Four Ways We Can Build Trust in Analytics

As analytic advancements reach ever deeper into people’s lives — as every aspect of individuals is analyzed to drive decisions by businesses and other institutions — the need for p…

by Gerald Fahner

Senior Director, Analytic Science

February 25, 2016

As analytic advancements reach ever deeper into people’s lives — as every aspect of individuals is analyzed to drive decisions by businesses and other institutions — the need for people to trust analytics and the way organizations use them grows.

This issue arose in a recent announcement from the industry analyst firm Gartner. Gartner ”believes the trust factors influencing the ethical use of analytics are identifiable — transparent, accountable, understandable, mindful, palatable and mutually beneficial” and that “leading data-driven organizations will increasingly recognize the causal relationships between data, analytics, trust and business outcomes.”

This made me reflect on some lessons I’ve learned as a data scientist as they relate to the interplay between data, models, trust and results. I will omit here some of the more obvious topics such as model validation and tracking model performance.

I find it beneficial to think about analytics as an element of a virtuous feedback loop. Data are turned into predictions and decisions affecting consumers and outcomes, which in turn lead to new data points and new information that can improve future models and future decisions. The feedback loop perspective offers various interception points and modes of operation to foster transparency, learn about causes and their effects, and enshrine trust.

Here are four levers we can use to build people’s trust in analytics:

1. When developing models, balance data fitting with understanding and domain expertise.

For credit risk scoring, models must conform to regulations, and adverse credit decisions must be explainable to affected consumers based on the score formula used. In any domain, a business unable to explain important analytically derived decisions could come under pressure one day for failing to offer explanations and possibly lose trust with customers if a decision was to be regarded as nonsensical, unfair or unethical (think about a 1000% price hike on a life-saving medication driven by an unconstrained pricing model).

Decision support coming from black-box models isn’t just harder to “sell” to customers. It’s more likely to be ignored by managers who don’t understand it.

The ability to inject domain expertise into a model is often critical for trust and success. It’s not uncommon to find that various alternative models fit the data similarly well, while some of them are much easier to explain than others. Deploying the most palatable model is no-brainer.

On the other hand, domain expertise is no panacea. Where data contradicts human expectations, we have a chance to learn something new or to identify a data problem.

So how can we balance human judgment with letting the data speak for itself? I’m fond of the transparency, flexibility, and ability to incorporate palatability constraints provided by segmented scorecards, and I prefer to benchmark these models and to guide their design (such as binning, variable selection and segmentation schemes) through modern ensemble learning algorithms that can discover unexpected and complex relationships. This is a good methodology for balancing accurate data fitting with understanding and domain expertise.
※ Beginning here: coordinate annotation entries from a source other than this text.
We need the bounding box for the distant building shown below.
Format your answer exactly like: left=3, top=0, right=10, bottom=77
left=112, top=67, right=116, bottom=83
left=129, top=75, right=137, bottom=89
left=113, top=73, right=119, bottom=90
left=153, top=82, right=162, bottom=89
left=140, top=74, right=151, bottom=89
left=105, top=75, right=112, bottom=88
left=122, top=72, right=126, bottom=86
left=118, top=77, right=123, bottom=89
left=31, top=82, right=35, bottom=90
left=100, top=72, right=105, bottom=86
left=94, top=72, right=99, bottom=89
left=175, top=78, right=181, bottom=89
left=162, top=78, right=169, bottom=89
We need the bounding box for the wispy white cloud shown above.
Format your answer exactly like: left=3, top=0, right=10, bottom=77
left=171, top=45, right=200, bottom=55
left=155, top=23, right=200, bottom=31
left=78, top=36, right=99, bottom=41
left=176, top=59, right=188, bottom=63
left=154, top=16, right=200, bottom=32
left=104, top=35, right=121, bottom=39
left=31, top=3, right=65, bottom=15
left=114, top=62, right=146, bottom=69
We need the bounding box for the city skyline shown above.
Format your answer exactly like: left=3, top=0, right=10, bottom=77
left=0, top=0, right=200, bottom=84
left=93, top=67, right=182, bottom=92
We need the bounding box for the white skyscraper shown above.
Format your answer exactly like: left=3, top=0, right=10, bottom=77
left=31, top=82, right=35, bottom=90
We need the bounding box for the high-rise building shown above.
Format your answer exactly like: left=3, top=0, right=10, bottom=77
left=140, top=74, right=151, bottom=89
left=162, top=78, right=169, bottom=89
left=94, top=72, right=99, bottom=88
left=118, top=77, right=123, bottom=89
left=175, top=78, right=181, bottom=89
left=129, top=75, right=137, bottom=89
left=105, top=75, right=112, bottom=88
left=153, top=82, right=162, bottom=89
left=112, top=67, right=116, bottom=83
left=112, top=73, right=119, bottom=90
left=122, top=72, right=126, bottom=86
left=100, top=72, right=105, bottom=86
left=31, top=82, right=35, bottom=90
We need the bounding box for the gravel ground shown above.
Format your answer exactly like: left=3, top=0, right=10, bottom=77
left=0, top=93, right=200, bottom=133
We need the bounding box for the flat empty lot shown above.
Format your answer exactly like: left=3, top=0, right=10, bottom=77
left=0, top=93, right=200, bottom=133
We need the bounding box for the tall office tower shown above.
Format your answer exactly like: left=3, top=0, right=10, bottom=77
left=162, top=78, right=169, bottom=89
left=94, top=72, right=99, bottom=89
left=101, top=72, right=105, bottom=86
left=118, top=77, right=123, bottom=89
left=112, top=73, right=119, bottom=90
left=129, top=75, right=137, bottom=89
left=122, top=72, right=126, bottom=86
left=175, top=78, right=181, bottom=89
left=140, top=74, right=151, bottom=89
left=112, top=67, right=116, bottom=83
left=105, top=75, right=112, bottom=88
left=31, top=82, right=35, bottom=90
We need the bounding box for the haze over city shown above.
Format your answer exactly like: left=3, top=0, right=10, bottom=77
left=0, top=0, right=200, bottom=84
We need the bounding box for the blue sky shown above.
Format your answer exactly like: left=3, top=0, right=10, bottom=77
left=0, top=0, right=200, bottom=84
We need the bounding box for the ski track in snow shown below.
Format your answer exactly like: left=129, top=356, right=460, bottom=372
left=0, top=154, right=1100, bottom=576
2. Understand the process that generated the data and be mindful of biases.

While it is standard advice for data scientists to take into account context, a particularly deep understanding of the data-generation process is necessary for success with prescriptive analytics. Prescriptive analytics not only predicts future outcomes under business-as-usual conditions, but figures out which treatments to assign to customers to reach the optimal results.

Underlying these decisions is often a causal model that predicts what will happen if a certain customer receives a certain treatment. But learning from a data set about causality is a more demanding scientific task than finding humble correlations, and it can sometimes be an impossible task.
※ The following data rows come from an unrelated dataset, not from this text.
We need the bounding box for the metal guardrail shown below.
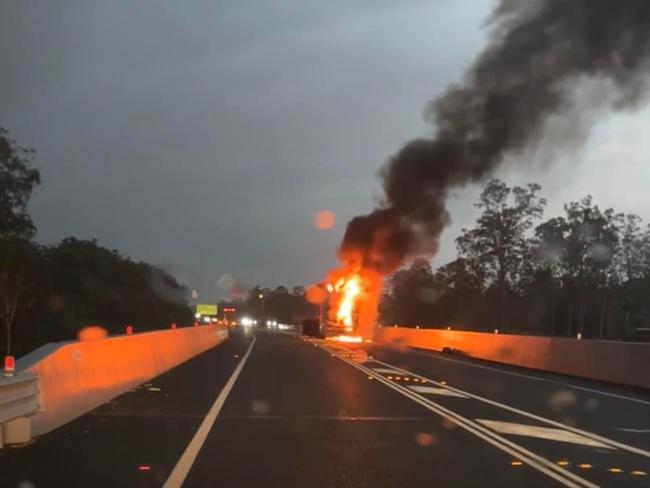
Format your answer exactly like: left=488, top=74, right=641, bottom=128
left=0, top=372, right=40, bottom=447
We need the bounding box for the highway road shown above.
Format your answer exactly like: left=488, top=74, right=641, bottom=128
left=0, top=331, right=650, bottom=488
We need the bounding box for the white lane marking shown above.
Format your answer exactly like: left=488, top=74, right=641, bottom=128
left=474, top=419, right=614, bottom=449
left=330, top=348, right=598, bottom=488
left=374, top=359, right=650, bottom=458
left=163, top=336, right=256, bottom=488
left=372, top=368, right=402, bottom=374
left=409, top=385, right=467, bottom=398
left=412, top=350, right=650, bottom=405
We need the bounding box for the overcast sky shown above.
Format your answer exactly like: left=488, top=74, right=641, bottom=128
left=0, top=0, right=650, bottom=301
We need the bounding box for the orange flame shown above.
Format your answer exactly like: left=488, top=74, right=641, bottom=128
left=334, top=274, right=361, bottom=329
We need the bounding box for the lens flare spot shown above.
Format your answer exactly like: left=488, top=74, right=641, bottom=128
left=314, top=210, right=336, bottom=230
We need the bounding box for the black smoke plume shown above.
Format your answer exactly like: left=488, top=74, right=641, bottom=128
left=339, top=0, right=650, bottom=274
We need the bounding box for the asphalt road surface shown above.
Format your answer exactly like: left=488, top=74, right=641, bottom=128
left=0, top=332, right=650, bottom=488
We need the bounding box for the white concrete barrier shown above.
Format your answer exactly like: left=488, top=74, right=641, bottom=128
left=17, top=325, right=228, bottom=435
left=375, top=327, right=650, bottom=388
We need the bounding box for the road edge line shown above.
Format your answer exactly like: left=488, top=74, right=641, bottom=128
left=163, top=336, right=256, bottom=488
left=373, top=359, right=650, bottom=458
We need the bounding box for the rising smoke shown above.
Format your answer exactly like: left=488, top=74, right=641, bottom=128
left=339, top=0, right=650, bottom=275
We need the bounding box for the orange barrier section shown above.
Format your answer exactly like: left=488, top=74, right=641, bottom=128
left=375, top=327, right=650, bottom=388
left=20, top=325, right=228, bottom=435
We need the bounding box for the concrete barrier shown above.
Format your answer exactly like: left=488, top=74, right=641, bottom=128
left=375, top=327, right=650, bottom=388
left=17, top=325, right=228, bottom=435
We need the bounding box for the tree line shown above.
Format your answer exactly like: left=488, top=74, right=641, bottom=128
left=0, top=127, right=194, bottom=355
left=380, top=179, right=650, bottom=340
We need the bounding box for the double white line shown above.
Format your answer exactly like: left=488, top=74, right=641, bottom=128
left=330, top=346, right=598, bottom=488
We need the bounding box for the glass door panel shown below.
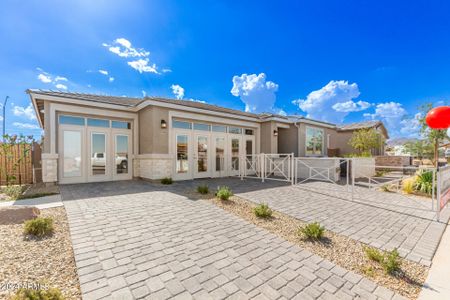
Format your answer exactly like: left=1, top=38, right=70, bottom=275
left=245, top=140, right=253, bottom=170
left=231, top=138, right=239, bottom=171
left=197, top=136, right=208, bottom=173
left=216, top=137, right=225, bottom=172
left=176, top=134, right=189, bottom=174
left=63, top=130, right=82, bottom=178
left=91, top=132, right=108, bottom=176
left=114, top=135, right=129, bottom=174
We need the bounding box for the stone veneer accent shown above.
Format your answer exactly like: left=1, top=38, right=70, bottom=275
left=133, top=154, right=173, bottom=180
left=42, top=153, right=58, bottom=183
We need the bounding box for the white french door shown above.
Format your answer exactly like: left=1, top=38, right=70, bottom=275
left=212, top=134, right=228, bottom=177
left=58, top=125, right=86, bottom=183
left=111, top=130, right=133, bottom=180
left=228, top=135, right=243, bottom=176
left=193, top=134, right=211, bottom=178
left=87, top=128, right=112, bottom=182
left=58, top=125, right=133, bottom=184
left=174, top=130, right=193, bottom=180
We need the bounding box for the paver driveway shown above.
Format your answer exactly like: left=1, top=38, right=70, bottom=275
left=61, top=181, right=398, bottom=299
left=239, top=182, right=448, bottom=266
Two key challenges pertaining to data conditions are omitted variable biases and historic treatment selection biases. As an example for the first problem, a model for price elasticity of demand for ice cream could be severely biased if historic prices had been managed based on weather conditions and if we were to omit weather-related control variables from our model.

As an example for the second problem, historic treatment selection bias, imagine customers of type I always received treatment A and customers of type II always received treatment B in the past. With such a strong treatment selection bias the notion of a data-driven prediction of what would happen if we applied offer B to type I customers becomes an illusion, as predictions become extremely uncertain.
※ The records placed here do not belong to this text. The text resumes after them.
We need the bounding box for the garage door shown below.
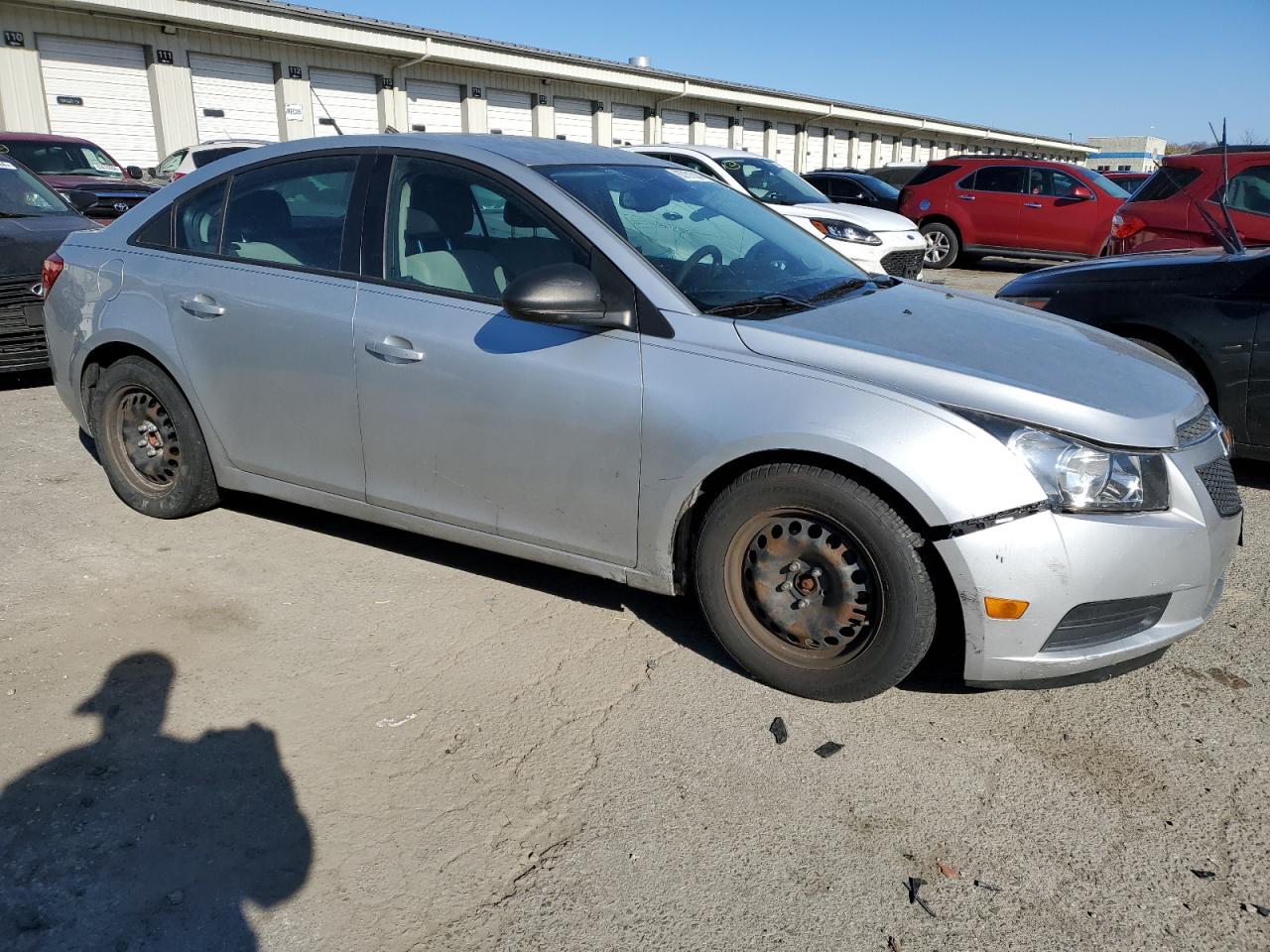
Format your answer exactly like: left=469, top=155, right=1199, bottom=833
left=486, top=89, right=534, bottom=136
left=613, top=103, right=644, bottom=146
left=829, top=131, right=851, bottom=169
left=662, top=109, right=693, bottom=145
left=776, top=122, right=798, bottom=169
left=40, top=37, right=159, bottom=165
left=706, top=113, right=731, bottom=149
left=309, top=69, right=380, bottom=136
left=405, top=80, right=463, bottom=132
left=803, top=126, right=825, bottom=172
left=555, top=96, right=595, bottom=142
left=190, top=54, right=278, bottom=142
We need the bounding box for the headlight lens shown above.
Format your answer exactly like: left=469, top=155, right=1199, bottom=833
left=812, top=218, right=881, bottom=245
left=956, top=410, right=1169, bottom=513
Off-the-shelf analytic tools for regression and classification don’t warn the unsuspecting data analyst when they encounter these problems. Predicting effects of treatments without ascertaining good data conditions should be highly suspect.

For a transparent causal modeling methodology that fosters trust (and for alerting the analyst when treatment selection bias is too strong to infer data-driven causal relations) I recommend treatment propensity score developments and matched sampling prior to “mining” non-experimental data for causal effects.

3. Think strategic and design safe experimentation right into your feedback loop.

Every business treatment applied today on a customer not only impacts the customer’s future journey and metrics, it also yields new data samples that could, and should, inform future decisions. Whenever we’re plotting a long-term analytic roadmap let’s think about optimizing today’s decisions not with a myopic view (which is to exploit our current best estimates of today’s optimal action), but with a strategic view (which is to balance the exploration-exploitation trade-off by continually testing ethical and safe decision alternatives).

Besides conventional champion-challenger and A/B testing, “boundary-hugging” test designs are useful to control this trade-off, leading to an increased rate of learning at minimum cost of testing. This approach greatly mitigates the aforementioned selection bias issues and helps pave the future road into transparent, data-driven prescriptive modelling.

4. Use sequential decision analytics to realize the benefit of information-gathering actions.

Conventional prescriptive analytics exploit the available data to arrive at a decision. But for some decisions, or some customers, the available data may simply be too sparse, too stale or too biased to make data-driven decisions with high confidence. In those cases one could fall back on a default treatment (which may be sub-optimal), or one could decide to gather additional information.

It is interesting to envision an analytic component that recognizes when the best next action is to buy more data or to ask the customer a question in order to learn more about her needs and preferences, before explicitly taking advantage of the new information when deciding on a relevant offer or a valuable treatment. I call this “goal-directed algorithmic curiosity.”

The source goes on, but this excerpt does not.